The comments are set forth below in italics, with responses immediately following.
A. Global Comments
1. | Please respond in an Edgar correspondence filing in advance of the definitive filings that the Registrant has removed the brackets and updated any missing information. Additionally, note that the Registrant understands that it is responsible for the accuracy or inaccuracy of each Proxy Statement notwithstanding any review, comments, action, or inaction on the part of the Commission Staff. |
RESPONSE: The Registrant confirms that any missing or bracketed information will be included in the Proxy Statements before the definitive filings. Additionally, the Registrant understands that it is responsible for the accuracy or inaccuracy of the Proxy Statements notwithstanding any review, comments, action, or inaction on the part of the Commission Staff.
2. | On page 12 of each Proxy Statement, please consider changing the heading at the top of the page to “Summary of Proposals” and providing a summary of each proposal in tabular form before proceeding with the section for Proposal 1. |
RESPONSE: The Registrant has updated the disclosure.
3. | On page 21 of the Proxy Statement for the JNL/Goldman Sachs 4 Fund and on page 15 of the Proxy Statement for the JNL/Vanguard U.S. Stock Market Index Fund, in the “Information Regarding Principal Risks” section, please disclose if there will be a change in the risk profile of a particular risk after the proposed investment strategy changes. For example, if equity securities risk will be more significant after the changes, please disclose so. |
RESPONSE: The Registrant confirms that the risk profile of a particular risk after the proposed changes for each Fund will not change.
4. | On page 35 of the Proxy Statement for the JNL/Goldman Sachs 4 Fund and on page 22 of the Proxy Statement for the JNL/Vanguard U.S. Stock Market Index Fund, in the “Board of Trustees’ Evaluation” section, please disclose whether the Board considered any factors that weighed against the approval of the amended advisory and sub-advisory agreements, as applicable, for each Fund. |
RESPONSE: The Board received a considerable amount of information from JNAM management regarding the proposed investment strategy changes and the amended advisory and sub-advisory agreements, as applicable, for each Fund and considered all of the information provided. The Board did not identify specifically any factors weighing for or against the approval of the amended advisory and sub-advisory agreements, as applicable, for each Fund but considered the totality of the information provided.

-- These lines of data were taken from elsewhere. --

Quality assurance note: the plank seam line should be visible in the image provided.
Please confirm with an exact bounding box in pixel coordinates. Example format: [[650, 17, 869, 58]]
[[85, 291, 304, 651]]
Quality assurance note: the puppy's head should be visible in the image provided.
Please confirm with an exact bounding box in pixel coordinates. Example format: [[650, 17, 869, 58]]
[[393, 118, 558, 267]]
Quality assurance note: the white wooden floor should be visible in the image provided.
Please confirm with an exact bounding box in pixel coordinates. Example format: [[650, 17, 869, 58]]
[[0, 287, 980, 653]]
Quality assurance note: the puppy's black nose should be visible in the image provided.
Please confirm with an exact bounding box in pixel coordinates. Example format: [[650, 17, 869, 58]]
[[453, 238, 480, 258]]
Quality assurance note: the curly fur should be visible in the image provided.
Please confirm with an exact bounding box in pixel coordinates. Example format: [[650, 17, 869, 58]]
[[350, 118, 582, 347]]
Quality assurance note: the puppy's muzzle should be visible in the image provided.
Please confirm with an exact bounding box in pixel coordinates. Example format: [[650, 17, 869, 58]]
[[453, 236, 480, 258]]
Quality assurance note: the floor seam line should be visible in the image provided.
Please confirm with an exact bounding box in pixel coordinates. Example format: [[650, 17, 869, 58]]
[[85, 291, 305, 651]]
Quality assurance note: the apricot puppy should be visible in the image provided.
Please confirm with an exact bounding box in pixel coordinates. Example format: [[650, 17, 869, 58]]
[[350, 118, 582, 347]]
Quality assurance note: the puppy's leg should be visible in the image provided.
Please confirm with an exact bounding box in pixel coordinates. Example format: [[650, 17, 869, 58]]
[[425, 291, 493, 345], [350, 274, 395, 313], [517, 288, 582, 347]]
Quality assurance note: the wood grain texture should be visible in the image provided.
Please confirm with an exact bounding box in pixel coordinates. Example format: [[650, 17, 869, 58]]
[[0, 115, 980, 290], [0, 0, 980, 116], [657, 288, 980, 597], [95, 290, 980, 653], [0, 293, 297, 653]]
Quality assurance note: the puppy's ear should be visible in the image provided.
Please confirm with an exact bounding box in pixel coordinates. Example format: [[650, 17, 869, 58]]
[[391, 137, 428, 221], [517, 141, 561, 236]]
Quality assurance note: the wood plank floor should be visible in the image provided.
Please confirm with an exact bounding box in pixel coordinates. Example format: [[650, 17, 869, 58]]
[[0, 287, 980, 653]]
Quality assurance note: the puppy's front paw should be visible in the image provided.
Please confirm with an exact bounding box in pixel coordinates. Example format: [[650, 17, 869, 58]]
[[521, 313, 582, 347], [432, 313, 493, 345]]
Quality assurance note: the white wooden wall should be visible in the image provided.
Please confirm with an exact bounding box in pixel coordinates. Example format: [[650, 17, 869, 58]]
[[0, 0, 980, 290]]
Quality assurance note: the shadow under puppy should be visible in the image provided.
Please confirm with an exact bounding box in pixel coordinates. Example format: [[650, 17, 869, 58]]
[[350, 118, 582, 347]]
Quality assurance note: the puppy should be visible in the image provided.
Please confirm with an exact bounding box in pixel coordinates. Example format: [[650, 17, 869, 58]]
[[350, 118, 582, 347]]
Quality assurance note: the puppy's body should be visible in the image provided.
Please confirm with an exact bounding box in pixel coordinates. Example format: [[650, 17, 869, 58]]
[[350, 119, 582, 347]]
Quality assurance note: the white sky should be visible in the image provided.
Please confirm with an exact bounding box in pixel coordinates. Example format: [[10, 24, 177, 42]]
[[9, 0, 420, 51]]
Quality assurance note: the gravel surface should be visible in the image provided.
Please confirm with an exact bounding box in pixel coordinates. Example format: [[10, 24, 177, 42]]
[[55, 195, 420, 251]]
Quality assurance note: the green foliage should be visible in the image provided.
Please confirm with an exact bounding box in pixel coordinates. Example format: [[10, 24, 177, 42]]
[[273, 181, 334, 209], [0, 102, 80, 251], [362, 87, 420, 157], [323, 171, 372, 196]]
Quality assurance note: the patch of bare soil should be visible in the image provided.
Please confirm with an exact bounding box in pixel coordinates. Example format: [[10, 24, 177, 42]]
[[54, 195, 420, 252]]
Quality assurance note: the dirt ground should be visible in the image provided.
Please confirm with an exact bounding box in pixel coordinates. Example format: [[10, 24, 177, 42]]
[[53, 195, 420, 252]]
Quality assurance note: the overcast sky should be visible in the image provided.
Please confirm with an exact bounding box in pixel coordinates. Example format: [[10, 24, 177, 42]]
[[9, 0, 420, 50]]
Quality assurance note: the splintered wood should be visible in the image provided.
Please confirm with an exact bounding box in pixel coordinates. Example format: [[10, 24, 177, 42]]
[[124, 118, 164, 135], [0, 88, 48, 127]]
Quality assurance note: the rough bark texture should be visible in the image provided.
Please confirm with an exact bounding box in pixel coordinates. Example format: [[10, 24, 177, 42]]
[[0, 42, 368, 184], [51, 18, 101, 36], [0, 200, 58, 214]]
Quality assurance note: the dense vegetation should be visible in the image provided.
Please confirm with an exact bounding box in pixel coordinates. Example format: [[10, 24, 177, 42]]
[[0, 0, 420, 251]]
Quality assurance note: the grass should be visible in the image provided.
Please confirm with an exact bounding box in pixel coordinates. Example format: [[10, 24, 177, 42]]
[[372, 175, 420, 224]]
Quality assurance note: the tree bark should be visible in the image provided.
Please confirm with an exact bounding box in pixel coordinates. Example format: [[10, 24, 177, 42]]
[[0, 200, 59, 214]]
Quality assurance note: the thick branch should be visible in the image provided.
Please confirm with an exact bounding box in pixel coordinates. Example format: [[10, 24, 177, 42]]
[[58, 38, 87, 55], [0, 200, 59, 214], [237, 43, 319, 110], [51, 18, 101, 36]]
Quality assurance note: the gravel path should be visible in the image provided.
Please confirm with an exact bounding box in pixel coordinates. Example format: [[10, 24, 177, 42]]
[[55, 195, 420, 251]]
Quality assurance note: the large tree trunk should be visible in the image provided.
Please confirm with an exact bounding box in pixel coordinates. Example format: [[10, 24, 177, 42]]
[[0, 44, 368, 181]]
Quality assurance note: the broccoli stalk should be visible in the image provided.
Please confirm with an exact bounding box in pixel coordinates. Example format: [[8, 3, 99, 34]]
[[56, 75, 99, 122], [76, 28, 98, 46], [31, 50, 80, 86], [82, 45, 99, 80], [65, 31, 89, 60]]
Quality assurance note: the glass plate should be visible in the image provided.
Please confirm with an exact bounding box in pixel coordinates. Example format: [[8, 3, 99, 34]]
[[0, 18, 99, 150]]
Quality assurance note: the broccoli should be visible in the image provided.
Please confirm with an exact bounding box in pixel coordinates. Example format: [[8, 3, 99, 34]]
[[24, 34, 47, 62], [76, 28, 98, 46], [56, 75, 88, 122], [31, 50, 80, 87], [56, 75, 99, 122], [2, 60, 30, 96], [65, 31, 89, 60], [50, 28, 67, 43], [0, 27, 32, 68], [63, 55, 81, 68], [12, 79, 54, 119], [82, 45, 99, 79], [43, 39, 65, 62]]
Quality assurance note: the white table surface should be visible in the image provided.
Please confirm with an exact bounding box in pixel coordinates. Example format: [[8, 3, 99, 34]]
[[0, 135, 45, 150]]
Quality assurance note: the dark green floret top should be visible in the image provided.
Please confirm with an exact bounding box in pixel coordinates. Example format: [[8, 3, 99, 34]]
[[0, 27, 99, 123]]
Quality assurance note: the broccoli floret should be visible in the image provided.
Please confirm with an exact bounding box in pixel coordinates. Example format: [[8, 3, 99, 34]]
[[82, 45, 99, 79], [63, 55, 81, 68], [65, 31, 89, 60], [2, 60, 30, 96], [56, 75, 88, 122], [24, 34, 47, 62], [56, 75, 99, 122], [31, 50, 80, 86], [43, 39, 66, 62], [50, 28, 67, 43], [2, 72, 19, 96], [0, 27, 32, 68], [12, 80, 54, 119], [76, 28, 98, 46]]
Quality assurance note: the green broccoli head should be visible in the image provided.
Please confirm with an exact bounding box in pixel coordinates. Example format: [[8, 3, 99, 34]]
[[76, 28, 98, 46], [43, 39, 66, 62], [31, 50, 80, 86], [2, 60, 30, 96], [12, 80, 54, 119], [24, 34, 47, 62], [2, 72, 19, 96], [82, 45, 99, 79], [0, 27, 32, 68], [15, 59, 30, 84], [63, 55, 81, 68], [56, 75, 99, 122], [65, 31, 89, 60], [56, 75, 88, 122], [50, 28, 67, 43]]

5. | On page 32 of the Proxy Statement for the JNL/Goldman Sachs 4 Fund and on page 19 of the Proxy Statement for the JNL/Vanguard U.S. Stock Market Index Fund, in “Material Terms of the Amendment to the Administration Agreement” section for Proposal 5 and Proposal 3, respectively, the first sentence notes that the administrative fee will change. Please indicate that the fee will increase. |
RESPONSE: The Registrant has updated the disclosure.
It is the Registrant’s intention to respond fully to the Commission Staff’s comments and believes that the responses above do so fully.